Abuelo Leandro había traído de Madrid, como siempre, la última novedad tecnológica: una plancha portátil de viaje Jata.
Parecía de juguete, era roja, con una funda con cremallera y un enchufe adaptado a las tomas de varios países, con dos, tres o cuatro "patitas".
Un día, cuando vivíamos en Santa Rosalía, decidí que iba a ayudar a mi madre con la plancha y le iba a dar una sorpresa. Tendría siete años entonces. Como no se podía coger la plancha de hierro para no quemarse, cogí la maravillosa plancha de viaje eléctrica, que no se usaba (pues estaba reservada para los viajes) me llevé la tabla de planchar a la habitación y no tuve otra ocurrencia que enchufarla sin comprobar la corriente, en realidad ni siquiera sabía nada de electricidad.
Lo único que conseguí fue un buen explotijo (que no se me olvide esta palabra para ponerla entre las especiales de nuestra zona, que no consta en la RAE), al enchufar la planchita: la mano quemada y la plancha estropeada para siempre.

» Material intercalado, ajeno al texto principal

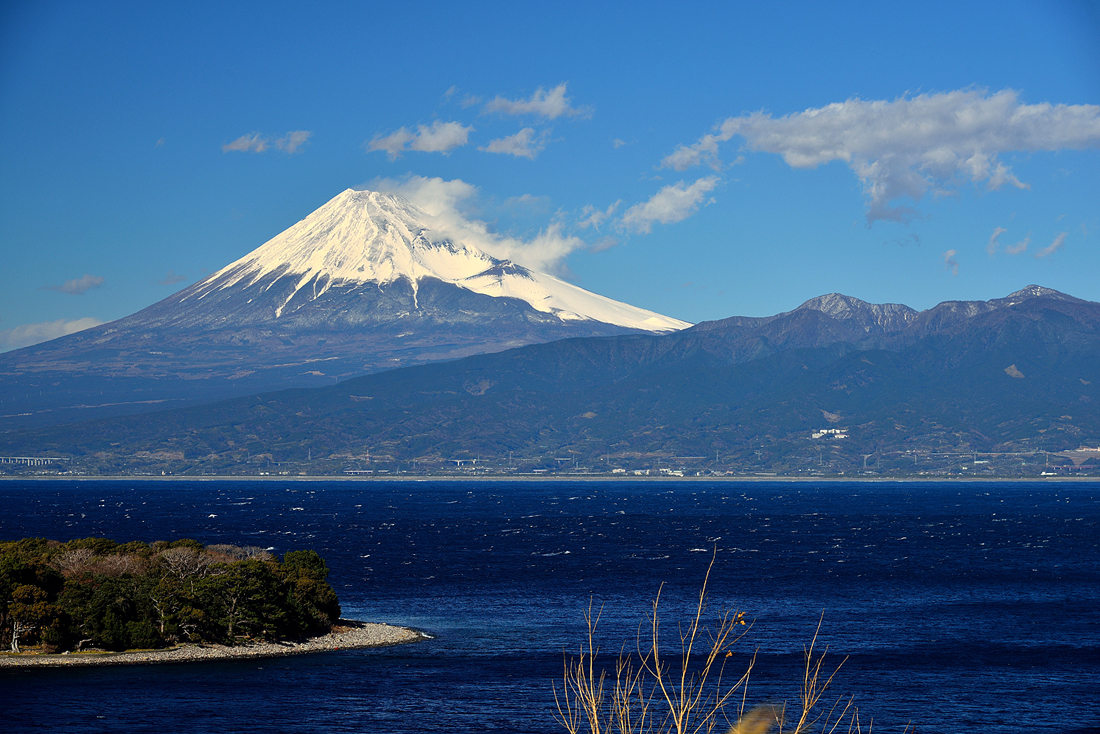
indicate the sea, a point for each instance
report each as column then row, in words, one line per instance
column 948, row 606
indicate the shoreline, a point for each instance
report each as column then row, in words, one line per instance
column 538, row 478
column 347, row 634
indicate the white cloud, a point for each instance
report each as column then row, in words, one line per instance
column 1054, row 247
column 32, row 333
column 905, row 148
column 449, row 204
column 77, row 286
column 524, row 144
column 593, row 217
column 257, row 143
column 550, row 105
column 991, row 248
column 438, row 138
column 672, row 204
column 950, row 263
column 254, row 142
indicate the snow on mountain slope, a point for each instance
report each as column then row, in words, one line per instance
column 369, row 237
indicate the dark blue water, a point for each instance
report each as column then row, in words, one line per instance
column 959, row 606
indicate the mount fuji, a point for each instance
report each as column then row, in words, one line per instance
column 360, row 285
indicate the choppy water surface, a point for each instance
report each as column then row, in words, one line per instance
column 959, row 606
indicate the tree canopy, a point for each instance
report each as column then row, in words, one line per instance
column 95, row 592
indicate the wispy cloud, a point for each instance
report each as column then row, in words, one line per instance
column 592, row 217
column 1019, row 247
column 550, row 105
column 257, row 143
column 437, row 138
column 950, row 263
column 33, row 333
column 909, row 146
column 449, row 205
column 294, row 140
column 991, row 247
column 672, row 204
column 77, row 286
column 525, row 143
column 1054, row 247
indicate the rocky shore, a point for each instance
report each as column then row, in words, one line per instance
column 348, row 634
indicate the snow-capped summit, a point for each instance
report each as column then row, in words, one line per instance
column 363, row 238
column 361, row 285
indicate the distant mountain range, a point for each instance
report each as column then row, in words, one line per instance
column 361, row 285
column 835, row 383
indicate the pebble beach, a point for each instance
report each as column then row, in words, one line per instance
column 348, row 634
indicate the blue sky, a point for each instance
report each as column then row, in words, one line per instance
column 699, row 160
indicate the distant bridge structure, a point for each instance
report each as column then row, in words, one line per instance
column 32, row 461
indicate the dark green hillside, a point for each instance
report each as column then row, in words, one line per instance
column 1010, row 380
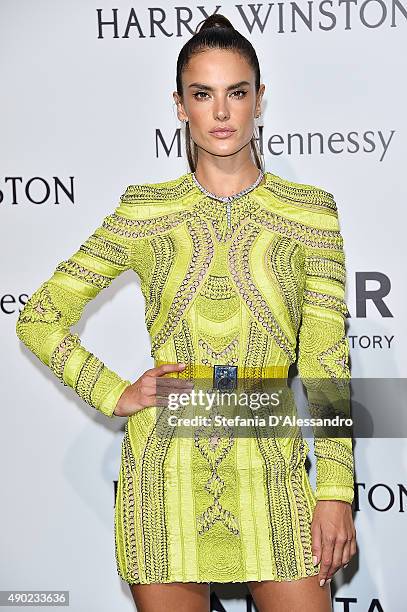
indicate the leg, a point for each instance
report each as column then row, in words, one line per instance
column 172, row 597
column 303, row 595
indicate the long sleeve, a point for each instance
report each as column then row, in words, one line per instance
column 323, row 357
column 45, row 320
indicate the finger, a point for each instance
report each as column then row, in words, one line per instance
column 316, row 544
column 340, row 542
column 326, row 558
column 346, row 552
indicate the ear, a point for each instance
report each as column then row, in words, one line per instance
column 181, row 114
column 259, row 99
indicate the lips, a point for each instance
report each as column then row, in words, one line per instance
column 222, row 130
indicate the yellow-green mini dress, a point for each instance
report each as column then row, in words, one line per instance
column 258, row 289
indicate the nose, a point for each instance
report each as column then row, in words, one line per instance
column 221, row 113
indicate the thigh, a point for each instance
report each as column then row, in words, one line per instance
column 172, row 597
column 303, row 595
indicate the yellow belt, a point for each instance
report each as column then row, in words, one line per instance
column 200, row 370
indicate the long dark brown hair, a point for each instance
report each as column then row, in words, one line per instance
column 216, row 32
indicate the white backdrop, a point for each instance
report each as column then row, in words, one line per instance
column 84, row 107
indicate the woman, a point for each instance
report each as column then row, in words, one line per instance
column 235, row 265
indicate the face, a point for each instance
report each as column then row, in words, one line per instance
column 219, row 92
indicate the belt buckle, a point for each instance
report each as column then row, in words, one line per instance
column 225, row 377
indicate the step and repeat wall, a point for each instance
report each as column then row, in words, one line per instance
column 87, row 109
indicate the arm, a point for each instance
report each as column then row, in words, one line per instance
column 44, row 322
column 323, row 359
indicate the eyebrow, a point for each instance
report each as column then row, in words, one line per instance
column 208, row 88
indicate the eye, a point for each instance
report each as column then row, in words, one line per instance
column 242, row 92
column 198, row 96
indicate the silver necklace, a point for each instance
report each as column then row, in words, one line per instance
column 228, row 199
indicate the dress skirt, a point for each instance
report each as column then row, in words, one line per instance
column 190, row 509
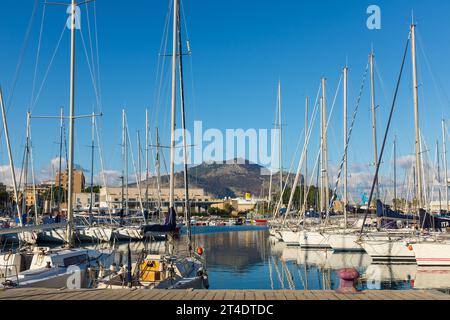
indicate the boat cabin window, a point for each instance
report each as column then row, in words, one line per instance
column 75, row 260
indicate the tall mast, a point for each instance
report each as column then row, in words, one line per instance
column 91, row 205
column 60, row 159
column 124, row 205
column 25, row 168
column 280, row 127
column 11, row 161
column 70, row 226
column 158, row 169
column 187, row 206
column 374, row 119
column 345, row 145
column 395, row 173
column 325, row 145
column 147, row 159
column 444, row 142
column 139, row 157
column 305, row 178
column 127, row 198
column 322, row 165
column 174, row 103
column 439, row 175
column 416, row 118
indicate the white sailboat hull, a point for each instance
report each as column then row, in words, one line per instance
column 388, row 250
column 289, row 237
column 57, row 236
column 127, row 234
column 433, row 254
column 344, row 242
column 28, row 237
column 94, row 234
column 313, row 240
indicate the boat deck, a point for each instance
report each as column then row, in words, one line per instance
column 230, row 295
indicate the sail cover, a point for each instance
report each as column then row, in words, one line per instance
column 170, row 224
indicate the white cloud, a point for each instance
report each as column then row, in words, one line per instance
column 113, row 178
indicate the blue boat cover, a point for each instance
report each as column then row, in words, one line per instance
column 170, row 224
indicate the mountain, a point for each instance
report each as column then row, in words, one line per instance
column 222, row 180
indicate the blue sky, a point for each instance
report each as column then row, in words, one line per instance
column 240, row 50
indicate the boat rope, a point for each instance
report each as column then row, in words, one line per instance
column 386, row 135
column 135, row 171
column 103, row 173
column 48, row 69
column 38, row 55
column 21, row 56
column 349, row 135
column 278, row 207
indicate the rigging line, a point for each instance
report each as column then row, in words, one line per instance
column 349, row 135
column 94, row 84
column 22, row 55
column 101, row 155
column 386, row 134
column 38, row 54
column 305, row 148
column 161, row 65
column 135, row 170
column 33, row 105
column 278, row 207
column 433, row 76
column 98, row 57
column 91, row 48
column 380, row 78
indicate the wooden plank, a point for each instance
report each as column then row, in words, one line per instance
column 220, row 295
column 142, row 294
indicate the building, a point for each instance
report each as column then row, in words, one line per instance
column 83, row 200
column 112, row 198
column 239, row 204
column 79, row 181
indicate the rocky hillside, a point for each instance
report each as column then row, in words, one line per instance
column 225, row 180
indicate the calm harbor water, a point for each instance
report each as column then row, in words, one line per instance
column 251, row 259
column 254, row 260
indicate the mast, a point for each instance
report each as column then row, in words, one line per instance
column 325, row 146
column 395, row 173
column 25, row 168
column 147, row 159
column 322, row 165
column 345, row 145
column 124, row 205
column 305, row 187
column 374, row 119
column 92, row 164
column 60, row 159
column 444, row 142
column 280, row 127
column 158, row 169
column 416, row 118
column 70, row 226
column 125, row 134
column 11, row 161
column 139, row 156
column 439, row 175
column 187, row 205
column 174, row 104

Así que a partir de ese momento mi tarea de planchadora fue esa: rociar la ropa antes de que mi madre o Manola la plancharan. Durante mucho tiempo me entretuve rociando la ropa de plancha y preparándola bien enrolladita para que después fuera más fácil la tarea.
Y esa ha sido la reflexión y el recuerdo de esta mañana mientras transformaba el montón de ropa blanca, que nadie había rociado, en una pila planchada y ordenada, es estupendo recuperar recuerdos de la niñez y aún más tener los objetos que refuerzan esos recuerdos.